Open oanamocean opened 4 years ago

oanamocean commented 4 years ago

Hey, I have an API using this code to predict text from different images but I'm having trouble understanding why the performance is so bad when I'm running multiple requests in parallel.

 def recognize_text(image, lang, psm=PSM.SINGLE_LINE):
    recognized_text = []
    with PyTessBaseAPI(psm=psm, lang=lang) as api:
        api.SetSourceResolution(300)
        api.SetPageSegMode(psm)
        api.SetImage(image)
        api.SetVariable("tessedit_do_invert", "0")
        api.Recognize()
        ri = api.GetIterator()
        for r in iterate_level(ri, RIL.TEXTLINE):
            try:
                result = r.GetUTF8Text(RIL.TEXTLINE)
                recognized_text.append(result)
            except RuntimeError as exception:
                logging.exception(exception)
        return recognized_text

If I run one request the time is around 2 seconds but if I start running 10 requests at the same time it gets to 40 seconds.

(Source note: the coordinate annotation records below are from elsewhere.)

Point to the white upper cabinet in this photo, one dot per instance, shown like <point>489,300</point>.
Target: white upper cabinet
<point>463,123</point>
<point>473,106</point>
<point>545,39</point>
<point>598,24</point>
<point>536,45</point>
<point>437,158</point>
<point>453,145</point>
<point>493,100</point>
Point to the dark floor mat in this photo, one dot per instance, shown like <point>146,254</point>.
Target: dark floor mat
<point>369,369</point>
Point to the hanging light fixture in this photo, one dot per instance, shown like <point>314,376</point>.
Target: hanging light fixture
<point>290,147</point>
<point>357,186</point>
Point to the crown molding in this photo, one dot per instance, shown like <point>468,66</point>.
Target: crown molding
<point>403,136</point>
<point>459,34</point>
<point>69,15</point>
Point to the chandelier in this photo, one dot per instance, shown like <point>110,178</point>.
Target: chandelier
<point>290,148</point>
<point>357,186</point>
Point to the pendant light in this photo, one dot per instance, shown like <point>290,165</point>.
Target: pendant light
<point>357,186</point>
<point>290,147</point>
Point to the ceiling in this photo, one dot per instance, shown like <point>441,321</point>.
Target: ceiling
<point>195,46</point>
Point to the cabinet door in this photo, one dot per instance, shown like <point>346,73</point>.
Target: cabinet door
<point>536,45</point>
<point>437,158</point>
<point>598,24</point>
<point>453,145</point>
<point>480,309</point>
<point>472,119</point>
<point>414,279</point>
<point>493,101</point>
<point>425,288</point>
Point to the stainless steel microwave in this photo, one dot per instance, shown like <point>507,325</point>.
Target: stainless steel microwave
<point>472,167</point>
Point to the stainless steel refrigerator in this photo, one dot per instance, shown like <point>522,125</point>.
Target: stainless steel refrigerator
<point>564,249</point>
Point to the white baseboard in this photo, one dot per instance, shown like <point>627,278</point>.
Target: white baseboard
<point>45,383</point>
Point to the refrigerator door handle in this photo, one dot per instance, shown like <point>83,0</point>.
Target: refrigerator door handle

I've read a lot about how to optimise and get better times, set different Tesseract variables and configurations but still couldn't find a solution for this. I've also set OMP_THREAD_LIMIT to 1 but it's not enough.

Any ideas about this?

sirfz commented 4 years ago

You're initializing the API for each request which probably adds a significant overhead. Try initializing a pool of PyTessBaseAPI instances and use them in each thread and see if that improves the run time.

bertsky commented 3 years ago

Also, because of GIL I recommend using multiprocessing instead of multithreading.

For the details it depends on whether you want to do batch processing (like on a bunch of files) or on demand processing (like in a server). For the former, see this example, for the latter, I recommend something based on mp.Queue and mp.Process.